Die Kammer folgt auch unter Berücksichtigung des Berufungsvorbringens dem amtsgerichtlichen Urteil. Die Kammer ist ebenso wie das Amtsgericht der Ansicht, dass es sich bei einer dem dunklen auf der Fahrbahn liegenden Piccolo-Flasche für den Busfahrer um ein unabwendbares Ereignis handelt. Bei der H-W-Straße handelt es sich um eine breite ausgebaute Straße, auf der ein Kraftfahrer nicht mit dem Liegen von Gegenständen rechnen muss. Eine dunkle kleine Flasche hebt sich vom Asphalt schlecht ab, auch wenn die Straßenbeleuchtung eingeschaltet ist. Das Erstgericht hat rechtsfehlerfrei ein unabwendbares Ereignis angenommen, zumal die H-W-Straße mit 50 km/h befahren werden darf und auch befahren wird.
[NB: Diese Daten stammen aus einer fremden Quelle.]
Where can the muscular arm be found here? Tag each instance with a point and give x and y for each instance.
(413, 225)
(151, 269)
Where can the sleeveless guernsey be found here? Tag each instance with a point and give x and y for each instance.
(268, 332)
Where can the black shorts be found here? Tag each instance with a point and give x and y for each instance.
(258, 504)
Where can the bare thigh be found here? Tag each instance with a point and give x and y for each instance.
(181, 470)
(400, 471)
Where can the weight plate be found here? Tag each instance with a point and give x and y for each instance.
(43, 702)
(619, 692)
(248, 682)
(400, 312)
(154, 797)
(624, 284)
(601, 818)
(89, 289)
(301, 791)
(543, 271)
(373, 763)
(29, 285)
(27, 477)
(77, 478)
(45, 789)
Eine andere Bewertung der Betriebsgefahr ist auch nach der Neufassung des § 7 Abs. 2 StVG nicht geboten, Hintergrund der Einführung des Begriffs "höhere Gewalt" in § 7 Abs. 2 StVG war in erster Linie das Bemühen zu verhindern, dass bei Unfällen mit Kindern, deren Verhalten oft als unabwendbares Ereignis qualifiziert werden musste, der Kraftfahrer sich von der Betriebsgefahr befreien kann. Die reine Betriebsgefahr eines PKW-Fahrers tritt beim Nachweis eines unabwendbaren Ereignisses gegenüber einem anderen motorisierten Kraftfahrer zurück (vgl. OLG Nürnberg, NZV 2005, Seite 422).
Die Kostenentscheidung beruht auf § 97 ZPO, die Entscheidung über die vorläufige Vollstreckbarkeit auf § 708 Nr. 10, 711 ZPO. Die Nichtzulassung der Revision basiert auf § 543 Abs. 2 ZPO. Die Streitwertfestsetzung ergibt sich aus § 3 ZPO in Verbindung mit § 1214 GKG.